In all seriousness, they squirt if you attempt to pry open their shell ( the door of their house ) with out knocking on the door; so best for cooking 1st.

Where is Joisy ?  Is this Jersey - UK or Jersey, as in NYC´s neighbor ? 

Have nice evening 
Margi.


----------



## buckytom (Feb 17, 2012)

lol, margi. i've heard about mussels squirting.

joisey is new jersey, u.s.a.. i live about 8 miles outside of nyc.


----------



## Bolas De Fraile (Feb 18, 2012)

buckytom said:


> lol, margi. i've heard about mussels squirting.


 Tom mate ..........no I cant say it


----------



## Margi Cintrano (Feb 19, 2012)

*@ Buckey: New Jersey*

@ Buckey,

8 Miles outside of NYC ... Is that Hoboken Hudson County more or less or Weehawken, West New York, Guttenburg, North Bergen ? Fort Lee ?  The road is Boulevard East, lovely semi urban zone ... and close to NYC. 

I have a dear friend who lived on the road that runs parallel to the stunner views of the NYC skyline and the Hudson River in a high rise, the Galaxy Towers in Guttenburg ... a few kilometres from the Lincoln Tunnel. 

Are you in this vicinity ? 

I loved the Italian restaurant behind the Galaxy Towers ... Knew the owner real well ... However, it is long ago --- university days ... cannot remember name of restaurant.
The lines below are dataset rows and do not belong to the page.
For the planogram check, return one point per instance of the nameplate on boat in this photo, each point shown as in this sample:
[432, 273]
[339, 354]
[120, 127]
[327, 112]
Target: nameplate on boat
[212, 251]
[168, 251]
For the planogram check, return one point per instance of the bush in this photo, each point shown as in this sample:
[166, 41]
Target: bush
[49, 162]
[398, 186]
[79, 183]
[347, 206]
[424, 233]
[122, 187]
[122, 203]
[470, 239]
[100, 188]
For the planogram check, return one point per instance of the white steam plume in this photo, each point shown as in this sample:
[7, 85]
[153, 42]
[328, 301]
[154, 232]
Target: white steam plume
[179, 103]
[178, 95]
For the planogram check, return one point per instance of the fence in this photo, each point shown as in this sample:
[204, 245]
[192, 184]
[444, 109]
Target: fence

Also, like Hoboken dining scene too ... There is a stunner Italian Raw Clam Bar we always have gone too when I had visited NYC ... 

Enroute to Spain, as we had been in Porto, Portugal. Gorgeous small city and dynamite cuisine too ... Cod fish and calamari, skorpion fish ... lobster chowder ... The Vet and I had gone for a belated Valentine´s ... we were in Portuguese wine country ... and Port country.

Kind regards.

Margi.


----------



## Margi Cintrano (Feb 19, 2012)

*Boulevard East is the Road overlooking Hudson*

Bucky,

I finally remebered ... 

Margi.Cintrano.


----------